Entrance to Phoenix Settlement
Kasturba Bhavan –home built by Manilal Gandhi






Recently a group of African Americans from the National Association of African American Studies visited the Phoenix Settlement in Durban South Africa. They were impressed with the historic background of this “Ashram”. They asked if they could nominate this Ashram for declaration as a world heritage site as they felt that a visit to this site was not only informative but also inspirational for future generations.

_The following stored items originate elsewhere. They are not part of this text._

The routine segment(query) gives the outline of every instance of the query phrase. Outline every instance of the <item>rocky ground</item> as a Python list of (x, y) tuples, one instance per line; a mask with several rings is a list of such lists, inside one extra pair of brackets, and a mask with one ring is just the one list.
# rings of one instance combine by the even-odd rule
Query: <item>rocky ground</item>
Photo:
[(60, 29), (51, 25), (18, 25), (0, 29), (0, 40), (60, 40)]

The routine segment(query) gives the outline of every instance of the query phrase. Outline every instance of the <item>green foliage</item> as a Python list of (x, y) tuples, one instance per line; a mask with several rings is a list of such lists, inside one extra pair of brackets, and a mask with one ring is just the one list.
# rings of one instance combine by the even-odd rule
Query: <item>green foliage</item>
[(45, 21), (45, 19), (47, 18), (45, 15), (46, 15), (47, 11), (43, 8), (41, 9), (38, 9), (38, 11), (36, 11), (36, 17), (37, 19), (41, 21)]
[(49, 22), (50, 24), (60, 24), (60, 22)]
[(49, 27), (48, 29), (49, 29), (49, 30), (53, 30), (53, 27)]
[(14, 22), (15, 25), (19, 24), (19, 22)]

The important message of nonviolence and how to create a nonviolent world was not only significant but also a very crucial message for the world today when there was so much of violence and strife in the world. The changes that took place in the personality of Gandhiji while living here is an important message for the world both as an indicator that change is possible and that with inspiration and good reading material people can be influenced to change. This message of change is also a very important message for the present times when people are being categorised and compartmentalised in terms of race, ethnicity, gender and because they may have made a mistake at sometime in their lives.

“There is no institution today in the world to excel Phoenix in its ideals or way of life”. Mahatma Gandhi 

 “Our mission is to elevate Phoenix; for through it we can find our soul and serve our country” Gandhiji wrote to Manilal,  Gandhiji’s, second son who took care of Phoenix from 1918 onwards.

“Phoenix Settlement is an integral part of our history and our present, it is yours to preserve … Cherish it and thrive on this land. It is yours, it is mine, it belongs to all our children and grandchildren and those who have yet to enter the world.” Thabo Mbeki

But even more significant is the way in which that concept of nonviolent resistance to tyranny has influenced the struggle for freedom across the face of the earth. We have seen it in the civil rights movements, the defiance campaigns, the nonviolent rebellion in Eastern Europe- in Czechoslovakia, East Germany, and the Soviet Union itself.” – Bishop Trevor Huddlestone

Established in 1904. The very first Ashram Gandhiji started and where his life and his ideas developed and changed. This was the soil on which the teeth of the Mahatma were cut. It comprised 100 acres. Some 50 settlers volunteered to give up affluence and live a simple life based on Tolstoy’s and Ruskin’s philosophies, of growing your own food and taking care of your environment. The growth and development of Satyagraha, self sufficiency, simplicity, economy of permanence, equity, breaking the barriers of religion, class, gender and ethnicity, health and conservation consciousness, and moral and ethical lifestyle began here. A settler on the Pheonix Settlement, Mr West wrote,

There was much in this life in open country that was attractive. We enjoyed friendly relations with Africans living in the surrounding hillsides and with passersby to and from the station who would frequently call for a drink from our rainwater tank or to buy a pineapple or paw-paw from the garden. They were happy people.”

Eventually the size of the settlement grew to about sixty individuals, including Gandhiji’s own family. The community was unique for those times, multi-racial, multi-cultural and class free. In 1915 when Gandhiji had returned to India he reflected

“There is no institution today in the world to excel Phoenix in its ideals or way of life”.

It would be appropriate  for all South Africans to reflect on Phoenix’s history and ideals and to make Phoenix a significant part of our heritage. Phoenix Settlement was based on a system of ideas, which encapsulate the ideals for which Gandhiji was proclaimed a Mahatma.